“Beri tahu aku bagian mana dari dirimu yang terluka, maka akan aku rawat lukanya.”
“Jangan memaksa dirimu untuk mencintaiku. Bila suatu hari kamu merasa tak lagi mampu memberiku cinta, maka lepaskanlah aku.”
“Bahkan jika kehidupan diulang beribu-ribu kali, aku akan tetap memilihmu sebagai pasanganku.”
Sejak awal, begitulah caraku mencintaimu.
Kupeluk seluruh bagian dirimu. Luka yang kau sembunyikan, ketakutan yang tak pernah kauucapkan, hingga masa lalu yang diam-diam masih menghantuimu. Aku tak pernah berniat menghapus semua lukamu. Aku hanya ingin menemanimu sampai luka itu tak lagi terasa begitu perih.
Aku ingin menjadi rumahmu.
Rumah yang tetap menyalakan lampu, bahkan ketika dunia di luar terlalu gelap untuk kauhadapi sendiri. Rumah yang tak banyak bertanya mengapa kamu pulang larut dengan mata yang sembab. Rumah yang tak memaksamu bercerita, tetapi selalu siap mendengarkan ketika akhirnya kamu memilih membuka suara.
Aku percaya, setiap orang berhak memiliki tempat untuk beristirahat.
Dan aku ingin tempat itu adalah aku.
Namun hidup selalu tahu cara membalikkan harapan.
Saat akhirnya ragaku yang dipenuhi luka meminta untuk dipeluk, rumah yang selama ini kujaga perlahan menutup pintunya.
Mungkin, di matamu, aku sudah terlalu penuh retak.
Terlalu rumit untuk dipahami.
Terlalu lelah untuk dipertahankan.
Aku telah mencoba berbagai cara.
Kupunguti satu per satu serpihan yang jatuh dari hubungan kita. Kucoba menjahit kembali luka-luka yang kau bawa, berharap suatu hari nanti kita bisa saling menggenggam tanpa lagi takut terluka.
Namun aku gagal.
Aneh, ya.
Di antara seluruh pertanyaan yang telah kamu coba jawab, aku masih percaya bahwa kamu pernah mencintaiku.
Mungkin bahkan sangat mencintaiku.
Hanya saja, pada saat yang sama, kamu juga sedang tersesat di dalam dirimu sendiri. Kamu sibuk berdamai dengan luka-lukamu hingga tak lagi memiliki ruang untuk memeluk luka milikku.
Aku tidak pernah marah karena kamu terluka.
Aku hanya sedih karena pada akhirnya kamu memilih menghadapinya sendirian.
Telah kucoba berbagai cara untuk menyelami pikiranmu.
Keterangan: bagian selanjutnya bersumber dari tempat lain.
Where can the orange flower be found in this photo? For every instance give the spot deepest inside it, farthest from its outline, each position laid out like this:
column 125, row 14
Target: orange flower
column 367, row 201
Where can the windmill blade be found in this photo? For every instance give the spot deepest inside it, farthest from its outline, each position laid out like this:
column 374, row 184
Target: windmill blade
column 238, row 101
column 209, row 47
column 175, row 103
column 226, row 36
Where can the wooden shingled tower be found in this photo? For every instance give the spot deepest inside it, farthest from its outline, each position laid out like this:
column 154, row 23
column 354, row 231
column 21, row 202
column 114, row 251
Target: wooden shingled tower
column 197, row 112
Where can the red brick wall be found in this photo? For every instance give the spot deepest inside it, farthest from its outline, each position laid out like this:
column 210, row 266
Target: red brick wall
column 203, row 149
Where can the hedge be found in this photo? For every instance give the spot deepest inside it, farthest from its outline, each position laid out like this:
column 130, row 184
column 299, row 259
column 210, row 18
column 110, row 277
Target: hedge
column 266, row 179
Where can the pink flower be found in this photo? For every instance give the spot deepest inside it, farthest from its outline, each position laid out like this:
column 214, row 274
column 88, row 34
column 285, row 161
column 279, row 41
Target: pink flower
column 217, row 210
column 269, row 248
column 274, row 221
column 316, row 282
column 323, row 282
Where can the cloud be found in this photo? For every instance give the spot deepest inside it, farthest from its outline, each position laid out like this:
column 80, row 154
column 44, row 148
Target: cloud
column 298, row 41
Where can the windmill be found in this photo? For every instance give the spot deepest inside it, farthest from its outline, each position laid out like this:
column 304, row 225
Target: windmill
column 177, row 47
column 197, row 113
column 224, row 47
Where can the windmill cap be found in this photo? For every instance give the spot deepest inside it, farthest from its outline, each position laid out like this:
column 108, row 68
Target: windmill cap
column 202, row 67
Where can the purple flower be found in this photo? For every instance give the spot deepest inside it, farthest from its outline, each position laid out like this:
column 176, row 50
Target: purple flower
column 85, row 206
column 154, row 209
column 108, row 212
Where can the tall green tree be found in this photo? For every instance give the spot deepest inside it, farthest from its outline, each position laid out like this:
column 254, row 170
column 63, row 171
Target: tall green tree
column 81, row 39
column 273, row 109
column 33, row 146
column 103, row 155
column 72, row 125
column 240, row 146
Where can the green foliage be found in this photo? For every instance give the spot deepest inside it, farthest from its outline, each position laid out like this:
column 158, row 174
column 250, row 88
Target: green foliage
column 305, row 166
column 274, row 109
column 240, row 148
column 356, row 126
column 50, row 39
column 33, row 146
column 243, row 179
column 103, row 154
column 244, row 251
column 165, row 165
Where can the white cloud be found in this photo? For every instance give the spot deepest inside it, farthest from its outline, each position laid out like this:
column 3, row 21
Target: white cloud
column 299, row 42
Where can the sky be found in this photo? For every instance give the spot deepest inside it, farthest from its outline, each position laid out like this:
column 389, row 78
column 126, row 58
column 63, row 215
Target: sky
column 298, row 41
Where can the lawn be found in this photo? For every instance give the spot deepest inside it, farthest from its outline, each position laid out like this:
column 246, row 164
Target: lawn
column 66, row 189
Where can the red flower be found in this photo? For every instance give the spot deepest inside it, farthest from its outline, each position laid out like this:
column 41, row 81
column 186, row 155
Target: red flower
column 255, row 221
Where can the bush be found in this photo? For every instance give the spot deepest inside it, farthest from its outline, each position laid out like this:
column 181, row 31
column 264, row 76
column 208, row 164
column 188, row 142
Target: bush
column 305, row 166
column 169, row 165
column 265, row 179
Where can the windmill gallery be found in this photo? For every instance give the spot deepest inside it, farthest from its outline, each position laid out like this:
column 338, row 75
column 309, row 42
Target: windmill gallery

Namun pada akhirnya, aku tetap terambang di atas permukaan air.
Bahkan telah kucoba memberi banyak beban pada tubuhku, berharap aku bisa tenggelam hingga mencapaimu.
Nyatanya, semua itu tak berpengaruh.
Aku tetap mengambang.
Aku tak mampu menyelami pikiranmu.
Kenapa?
Padahal, kamu bisa saja menarikku ke dalam. Membawaku ikut menyelam, memperlihatkan seluruh bagian dirimu yang selama ini kau sembunyikan. Aku ingin terlibat. Aku ingin menjadi tempatmu pulang ketika laut di dalam dirimu sedang bergejolak.
Aku tidak takut tenggelam bersamamu.
Yang kutakutkan hanyalah melihatmu tenggelam sendirian, sementara aku hanya bisa berdiri di tepian.
Namun pada akhirnya, aku sadar.
Bukan karena aku tak pandai menyelam.
Mungkin memang ada kedalaman yang tak pernah ingin kau bagi denganku.
Mungkin sejak awal, aku memang hanya ditakdirkan mengenal ombakmu, tanpa pernah benar-benar menyentuh dasar lautmu.
Dan mungkin, itulah bentuk cinta yang paling sunyi.
Mencintai seseorang sedalam lautan, tetapi selamanya hanya diizinkan berdiri di bibir pantai.